Erstmalig wird hier nun als Rationalitäts-Prinzip der reflexive Modus der Interpretation von Verkündigung und Handlungssituation mit einbezogen. Beide Agierenden, der Mensch und der Computer, sind in den sozialen Handlungszusammenhang integriert, nehmen Bezug auf ihr erfahrenes und gespeichertes Wissen, ihre subjektiven Interpretationen und ihre normativen Orientierungen, beanspruchen aber innerhalb ihrer realen Welten und visuellen Scheinwelten die Geltungsansprüche der Verständlichkeit der sprachlichen Ausdrücke, der objektiven Wahrheit der geäußerten Behauptungen, der subjektiven Wahrhaftigkeit der zum Ausdruck gebrachten Intentionen, sowie der Richtigkeit der vollzogenen Sprachhandlungen mit denen ihr zugrunde liegenden Normen.

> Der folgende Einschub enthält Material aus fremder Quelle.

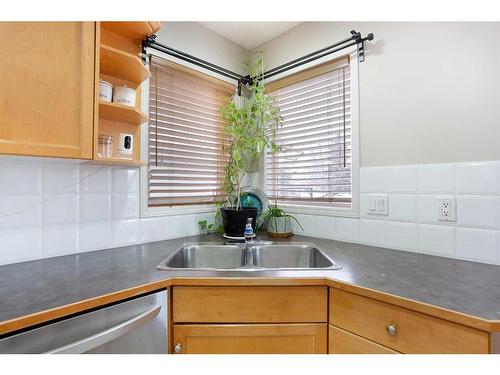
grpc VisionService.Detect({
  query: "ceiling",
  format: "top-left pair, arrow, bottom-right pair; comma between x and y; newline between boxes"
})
199,22 -> 300,49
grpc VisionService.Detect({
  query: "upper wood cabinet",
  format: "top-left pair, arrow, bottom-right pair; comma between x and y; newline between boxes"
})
0,22 -> 96,159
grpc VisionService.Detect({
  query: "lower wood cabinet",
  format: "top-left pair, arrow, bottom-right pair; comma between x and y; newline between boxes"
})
171,323 -> 327,354
329,288 -> 490,354
170,286 -> 492,354
328,325 -> 398,354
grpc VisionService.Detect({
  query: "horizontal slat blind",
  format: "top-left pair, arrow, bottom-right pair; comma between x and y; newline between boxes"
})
148,57 -> 234,206
265,60 -> 352,205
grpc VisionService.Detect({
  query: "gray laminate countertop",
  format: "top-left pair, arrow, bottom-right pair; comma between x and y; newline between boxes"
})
0,236 -> 500,332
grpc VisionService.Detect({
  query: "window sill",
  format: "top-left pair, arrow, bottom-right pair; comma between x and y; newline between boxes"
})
141,204 -> 216,217
279,204 -> 359,218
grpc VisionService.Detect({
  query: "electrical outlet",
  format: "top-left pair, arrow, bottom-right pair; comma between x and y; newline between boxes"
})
438,198 -> 457,221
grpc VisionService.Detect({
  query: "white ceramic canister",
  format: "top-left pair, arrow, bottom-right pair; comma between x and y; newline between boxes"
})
113,86 -> 135,107
99,79 -> 113,102
118,133 -> 134,157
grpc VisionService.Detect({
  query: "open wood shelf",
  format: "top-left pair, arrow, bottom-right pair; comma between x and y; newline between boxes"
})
101,21 -> 160,39
99,100 -> 148,125
100,44 -> 151,89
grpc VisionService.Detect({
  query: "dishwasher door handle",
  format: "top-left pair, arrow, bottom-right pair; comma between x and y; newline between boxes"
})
44,305 -> 161,354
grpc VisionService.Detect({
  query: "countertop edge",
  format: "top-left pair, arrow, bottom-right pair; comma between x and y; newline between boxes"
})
0,276 -> 500,335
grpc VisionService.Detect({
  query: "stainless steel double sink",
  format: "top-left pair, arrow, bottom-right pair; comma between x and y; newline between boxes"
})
157,242 -> 342,271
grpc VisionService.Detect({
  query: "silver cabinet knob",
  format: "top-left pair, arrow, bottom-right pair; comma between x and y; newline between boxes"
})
385,324 -> 398,336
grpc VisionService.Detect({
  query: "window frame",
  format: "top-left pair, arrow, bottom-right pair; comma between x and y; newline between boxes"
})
258,47 -> 360,218
139,54 -> 237,218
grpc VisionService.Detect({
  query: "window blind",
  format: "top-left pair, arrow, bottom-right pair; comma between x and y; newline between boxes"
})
265,58 -> 352,205
148,56 -> 234,206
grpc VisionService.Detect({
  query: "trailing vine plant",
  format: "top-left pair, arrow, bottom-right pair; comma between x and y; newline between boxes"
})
220,51 -> 282,210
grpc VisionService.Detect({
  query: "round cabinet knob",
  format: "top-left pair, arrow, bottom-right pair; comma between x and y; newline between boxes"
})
385,324 -> 398,336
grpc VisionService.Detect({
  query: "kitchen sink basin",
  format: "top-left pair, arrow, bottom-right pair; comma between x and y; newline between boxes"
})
157,242 -> 342,271
158,244 -> 246,269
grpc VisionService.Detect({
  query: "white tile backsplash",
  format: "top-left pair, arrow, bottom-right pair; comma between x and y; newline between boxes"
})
111,219 -> 140,246
360,167 -> 387,193
335,217 -> 360,242
456,228 -> 498,263
111,168 -> 139,193
314,216 -> 335,239
0,160 -> 42,195
456,162 -> 499,194
359,219 -> 387,246
457,195 -> 500,229
42,224 -> 79,258
78,221 -> 112,252
42,194 -> 79,225
418,224 -> 455,257
80,193 -> 111,223
139,217 -> 167,242
292,214 -> 315,236
43,162 -> 80,195
387,221 -> 418,252
0,158 -> 500,264
80,165 -> 111,193
0,195 -> 42,230
111,193 -> 139,220
389,194 -> 418,222
0,228 -> 42,264
387,165 -> 418,193
418,164 -> 455,194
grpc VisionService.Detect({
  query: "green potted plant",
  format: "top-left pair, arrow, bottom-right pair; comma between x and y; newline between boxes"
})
220,53 -> 282,236
259,203 -> 304,238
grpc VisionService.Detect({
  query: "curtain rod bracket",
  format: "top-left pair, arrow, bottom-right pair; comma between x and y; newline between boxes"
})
351,30 -> 373,62
141,34 -> 156,65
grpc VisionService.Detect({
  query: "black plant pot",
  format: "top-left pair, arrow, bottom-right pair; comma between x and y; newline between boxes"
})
220,207 -> 258,237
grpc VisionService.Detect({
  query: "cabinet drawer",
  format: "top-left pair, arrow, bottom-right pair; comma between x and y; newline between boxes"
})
329,288 -> 489,353
171,323 -> 327,354
328,325 -> 399,354
172,286 -> 328,323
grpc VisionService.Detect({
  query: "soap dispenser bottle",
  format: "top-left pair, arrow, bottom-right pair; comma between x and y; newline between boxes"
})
244,217 -> 255,242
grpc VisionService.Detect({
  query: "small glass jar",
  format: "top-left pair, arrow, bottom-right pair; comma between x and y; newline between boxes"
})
97,134 -> 115,158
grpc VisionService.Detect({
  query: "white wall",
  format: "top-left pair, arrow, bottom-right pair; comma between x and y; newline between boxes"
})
157,22 -> 247,78
257,22 -> 500,166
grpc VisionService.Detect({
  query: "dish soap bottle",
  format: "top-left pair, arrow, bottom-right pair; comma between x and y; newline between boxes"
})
244,217 -> 255,242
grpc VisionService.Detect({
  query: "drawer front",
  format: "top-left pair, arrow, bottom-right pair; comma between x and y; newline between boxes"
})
329,288 -> 489,353
171,323 -> 327,354
328,324 -> 399,354
172,286 -> 328,323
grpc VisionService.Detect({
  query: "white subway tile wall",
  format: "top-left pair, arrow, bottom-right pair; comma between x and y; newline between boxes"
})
0,157 -> 213,265
356,161 -> 500,264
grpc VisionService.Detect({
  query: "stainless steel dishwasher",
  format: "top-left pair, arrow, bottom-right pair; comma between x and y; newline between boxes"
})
0,290 -> 168,354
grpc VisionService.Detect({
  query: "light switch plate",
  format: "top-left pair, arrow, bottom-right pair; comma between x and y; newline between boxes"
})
438,197 -> 457,221
367,194 -> 389,216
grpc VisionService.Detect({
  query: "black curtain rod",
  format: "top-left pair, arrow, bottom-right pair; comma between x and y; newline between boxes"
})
253,30 -> 373,81
142,30 -> 373,95
142,35 -> 244,81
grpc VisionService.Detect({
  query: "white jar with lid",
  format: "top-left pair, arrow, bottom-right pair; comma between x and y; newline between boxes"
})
99,79 -> 113,102
113,86 -> 135,107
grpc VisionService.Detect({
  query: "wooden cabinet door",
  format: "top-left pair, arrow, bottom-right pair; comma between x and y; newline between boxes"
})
328,325 -> 398,354
171,323 -> 327,354
0,22 -> 96,159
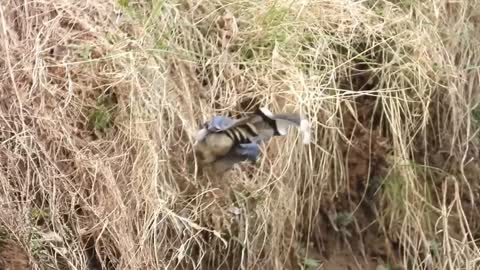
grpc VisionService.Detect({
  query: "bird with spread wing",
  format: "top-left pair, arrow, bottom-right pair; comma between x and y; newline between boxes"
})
194,108 -> 310,172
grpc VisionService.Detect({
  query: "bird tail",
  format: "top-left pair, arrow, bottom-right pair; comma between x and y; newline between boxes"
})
256,107 -> 310,144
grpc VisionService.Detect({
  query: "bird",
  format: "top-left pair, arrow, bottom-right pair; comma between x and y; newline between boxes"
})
193,107 -> 310,172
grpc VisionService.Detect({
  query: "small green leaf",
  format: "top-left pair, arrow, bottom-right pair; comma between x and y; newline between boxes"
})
118,0 -> 129,8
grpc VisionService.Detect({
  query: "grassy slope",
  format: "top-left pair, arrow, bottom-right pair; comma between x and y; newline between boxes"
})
0,0 -> 480,269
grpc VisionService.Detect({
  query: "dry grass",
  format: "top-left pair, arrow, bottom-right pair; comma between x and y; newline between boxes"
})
0,0 -> 480,270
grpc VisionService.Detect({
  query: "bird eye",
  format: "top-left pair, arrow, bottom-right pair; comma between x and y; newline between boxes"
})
195,151 -> 205,161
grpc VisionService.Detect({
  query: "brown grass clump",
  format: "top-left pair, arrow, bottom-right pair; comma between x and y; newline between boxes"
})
0,0 -> 480,270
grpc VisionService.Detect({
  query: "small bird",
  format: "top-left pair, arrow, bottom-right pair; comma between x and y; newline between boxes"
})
194,108 -> 310,172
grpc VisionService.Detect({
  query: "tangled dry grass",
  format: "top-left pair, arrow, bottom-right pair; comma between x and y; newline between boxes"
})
0,0 -> 480,270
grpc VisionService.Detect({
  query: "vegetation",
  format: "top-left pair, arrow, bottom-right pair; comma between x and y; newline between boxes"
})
0,0 -> 480,270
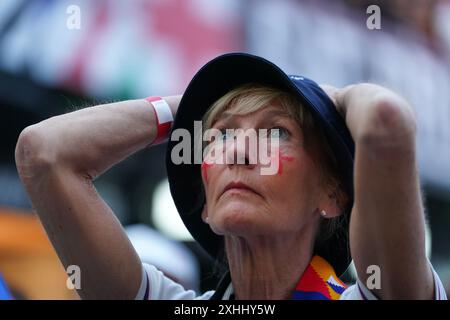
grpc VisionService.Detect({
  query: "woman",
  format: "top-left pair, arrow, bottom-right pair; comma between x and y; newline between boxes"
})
16,54 -> 445,299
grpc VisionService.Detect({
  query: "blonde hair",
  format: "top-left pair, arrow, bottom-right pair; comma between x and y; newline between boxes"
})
202,84 -> 313,134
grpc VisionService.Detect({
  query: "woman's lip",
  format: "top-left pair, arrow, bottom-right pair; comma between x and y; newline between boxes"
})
220,182 -> 259,196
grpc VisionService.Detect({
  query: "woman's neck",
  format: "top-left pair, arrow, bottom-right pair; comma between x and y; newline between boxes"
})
225,233 -> 314,300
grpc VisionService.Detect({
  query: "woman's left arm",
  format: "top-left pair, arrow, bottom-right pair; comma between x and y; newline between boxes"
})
326,84 -> 434,299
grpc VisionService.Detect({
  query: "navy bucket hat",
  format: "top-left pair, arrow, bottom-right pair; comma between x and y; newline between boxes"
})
166,53 -> 354,275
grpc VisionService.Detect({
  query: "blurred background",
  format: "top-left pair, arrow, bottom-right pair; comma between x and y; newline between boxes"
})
0,0 -> 450,299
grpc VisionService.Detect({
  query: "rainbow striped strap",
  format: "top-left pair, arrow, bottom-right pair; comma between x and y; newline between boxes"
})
292,256 -> 347,300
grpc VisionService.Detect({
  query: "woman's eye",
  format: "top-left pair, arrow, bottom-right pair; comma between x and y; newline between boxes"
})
268,127 -> 290,139
220,129 -> 233,140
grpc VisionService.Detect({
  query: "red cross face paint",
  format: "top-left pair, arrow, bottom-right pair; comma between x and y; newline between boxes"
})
277,150 -> 294,175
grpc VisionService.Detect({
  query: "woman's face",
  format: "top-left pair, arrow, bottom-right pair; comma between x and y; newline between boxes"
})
202,102 -> 323,237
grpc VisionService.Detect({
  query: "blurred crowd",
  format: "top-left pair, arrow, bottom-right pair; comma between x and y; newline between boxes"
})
0,0 -> 450,299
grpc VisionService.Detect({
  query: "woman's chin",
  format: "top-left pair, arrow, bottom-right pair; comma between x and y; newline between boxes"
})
213,203 -> 262,236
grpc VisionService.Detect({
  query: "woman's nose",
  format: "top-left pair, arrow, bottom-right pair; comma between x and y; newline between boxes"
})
225,130 -> 258,169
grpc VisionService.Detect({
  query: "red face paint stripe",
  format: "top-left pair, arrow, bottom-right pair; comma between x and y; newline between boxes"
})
201,161 -> 212,183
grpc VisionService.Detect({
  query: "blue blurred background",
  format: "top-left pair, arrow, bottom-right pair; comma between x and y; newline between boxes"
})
0,0 -> 450,299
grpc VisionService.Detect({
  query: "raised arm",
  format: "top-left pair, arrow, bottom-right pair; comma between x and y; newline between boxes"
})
322,84 -> 434,299
15,96 -> 181,299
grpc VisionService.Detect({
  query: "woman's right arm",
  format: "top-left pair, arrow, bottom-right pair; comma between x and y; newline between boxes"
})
15,96 -> 181,299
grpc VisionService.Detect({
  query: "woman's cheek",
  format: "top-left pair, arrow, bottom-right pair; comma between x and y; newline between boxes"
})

Es sollte also hier gezeigt werden, daß die kommunikative Handlungssituation Mensch-Maschine in ein überaus komplexes Umfeld eingebettet ist. Wenn der Ausdruck "Denkzeug" (Haefner 1987) schon darauf hindeutet, daß der Umgang mit dem Personal Computer, eine zwischenmenschliche soziale Situation zu evozieren versucht, so scheint es in den obigen Ausführungen hoffentlich anschaulich gelungen zu sein, nachzuweisen, daß schon beim einfachen Sprechakt Handlungselemente der zwischenmenschlichen Kommunikation aktiviert werden, die das Verhalten des Menschen im nichtrationalen Bereich dahingehend beeinflussen, daß er sich in eine zwischenmenschliche kommunikative Handlungssituation versetzt glaubt.

Schlußbetrachtung Resume

Die Einführung der Mikroelektronik in alle Lebensbereiche hatte nun zur Folge, daß "Individuen erstmals in die Lage versetzt werden können, auch Handlungen interaktiver Art ohne Einbezug anderer menschlicher Personen zu vollziehen"[30]. Der Computer weist Fähigkeiten auf, dank derer der Mensch ihn eher als Interaktionspartner denn als bloßes Werkzeug sieht. Ähnliche Fähigkeiten wie beim menschlichen Gehirn, Speicherung, Rezeption und Rekombination sowie Transformation von Informationen zeichnen ihn aus, auch kann er lernfähig sein und ist gelegentlich für manche Überraschung verantwortlich. Geser sieht hier neben der sozialen Evolution eine Koevolution, die sich zwischen humanen und elektronischen Interaktionspartnern vollzieht.[31] Legt man einen objektivistischen, behavioristischen Verhaltensbegriff zugrunde, muß man feststellen, daß aufgrund der menschlichen Perzeption, zwischen Mensch und Computer rückgekoppelte Interaktionssequenzen stattfinden, die sich von zwischenmenschlichen Interaktionssequenzen nicht wesentlich unterscheiden. Aus phänomenologischer Sicht werdem dem Computer anthropomorphe und soziomorphe Attribute zugesprochen, die Grundlage emotionaler Bindungen zum Computer sein können. Zum erstenmal in der technischen Evolution werden aufgrund dieser Tatsache zu einem Arbeits- oder gar Denkzeug spezifische Sozialbeziehungen hergestellt, die die Einseitigkeit des früheren formalen Handelns mit technischem Gerät ablösen und kommunikatives Handeln hervorrufen. Früheren Tätigkeiten in beruflichen Sozialgemeinschaften vergleichbar, hat der agierende Mensch nun ein menschenähnliches Substitut gefunden, das die vormals nicht zustande gekommenen Interaktionssequenzen im Sozialverhalten situativ ausgleichen kann, das jedoch nur in der subjektiven Betrachtung mit diesen Merkmalen ausgestattet ist, das aber weder Denken kann, noch mit einem Bewußtsein ausgestattet ist.